Asda's Roger Burnley and Sainsbury's Mike Coupe

Asda’s Roger Burnley (left) and Sainsbury’s Mike Coupe after their merger announcement

Sainsbury’s and Asda have asked the CMA to “fast track” an investigation into their £10bn merger plans, as experts said there were huge question marks over whether the deal should be allowed to go ahead.

Mike Coupe, Sainsbury’s CEO, announced this morning that the companies would be calling for a CMA probe to go straight to a Phase 2 stage, dispensing with the normal procedure of pre-investigation talks.

Sainsbury’s Asda £10bn combination play: what we know and what it means

The proposed merger comes less than two months after rival Tesco successfully completed its £3.7bn merger with wholesale giant Booker, after it was controversially approved by the Competition and Markets Authority (CMA).

That decision is said by some to have paved the way for the latest proposed megadeal, which would give the merged group 31.4% (compared with Tesco’s 27,6%) of the market, according to the latest figures from Kantar.

Today a spokeswoman for the CMA said: “CMA notes today’s announcement that Sainsbury’s and Asda propose to merge their operations.

“This merger is likely to be subject to review by the Competition and Markets Authority (CMA).”

The authority had said earlier today it would hold preliminary discussions with the companies before a “formal investigation” began, with those talks possibly lasting several weeks.

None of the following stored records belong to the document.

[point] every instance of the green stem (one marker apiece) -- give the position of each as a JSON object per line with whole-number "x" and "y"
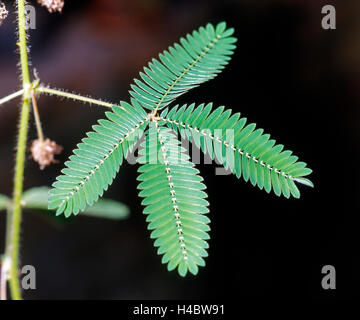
{"x": 37, "y": 117}
{"x": 73, "y": 96}
{"x": 13, "y": 228}
{"x": 11, "y": 96}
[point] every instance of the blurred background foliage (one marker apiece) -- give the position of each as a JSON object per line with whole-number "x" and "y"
{"x": 296, "y": 80}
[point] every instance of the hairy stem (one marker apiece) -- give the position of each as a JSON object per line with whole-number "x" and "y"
{"x": 13, "y": 227}
{"x": 11, "y": 96}
{"x": 72, "y": 96}
{"x": 37, "y": 117}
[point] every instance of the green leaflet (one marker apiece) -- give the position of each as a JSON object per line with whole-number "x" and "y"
{"x": 37, "y": 198}
{"x": 97, "y": 160}
{"x": 174, "y": 201}
{"x": 199, "y": 57}
{"x": 245, "y": 150}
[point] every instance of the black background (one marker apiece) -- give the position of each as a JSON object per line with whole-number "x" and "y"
{"x": 294, "y": 79}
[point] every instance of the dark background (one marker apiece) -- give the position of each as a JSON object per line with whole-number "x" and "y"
{"x": 294, "y": 79}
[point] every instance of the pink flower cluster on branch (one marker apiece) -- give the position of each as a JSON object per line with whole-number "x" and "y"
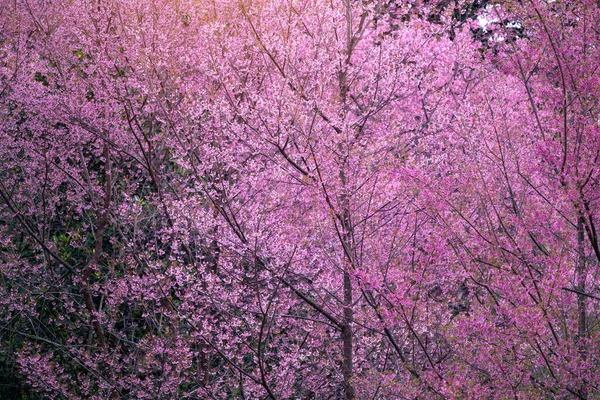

An initial Phase 1 review would normally last for up to 40 working days, during which time the CMA would assess whether the deal could reduce competition and choice for shoppers. After this first phase, the merger could be cleared or, if a potential reduction in competition is identified, it would be referred for an in-depth, Phase 2 investigation lasting up to 24 weeks.

However, under UK laws companies can also request to fast-track the referral of merger cases to Phase 2, as did Tesco and Booker.

A Phase 2 investigation can result in a merger being cleared, prohibited, or allowed to proceed subject to ‘remedies’ such as the sale of parts of one or both businesses.

Analysts were split on whether the deal was likely to get CMA approval.

Clive Black, of Shore Capital, told The Grocer: “I can’t think of one reason why a duopoly like this could be good for customers.

“We were surprised the Tesco and Booker deal got cleared the way it did, but this is different because at least Tesco and Booker operated in different channels and Tesco achieved 30% of the market through organic growth.

“Here we are talking about two bitter rivals in exactly the same market.”

Bruno Monteyne, senior analyst at Bernstein, described the proposed deal as a “bold gamble,” adding: “This deal could easily unravel acrimoniously if the CMA sticks to its old rules and parameters.”

However, independent analyst Nick Bubb said: “The news would have been unthinkable a couple of years ago, but the bizarre decision last year by the CMA to give the Tesco/Booker deal the go-ahead without any divestments inevitably opened the path to more sector consolidation. We therefore think there’s a pretty good chance the CMA will allow the merger to proceed in the end.”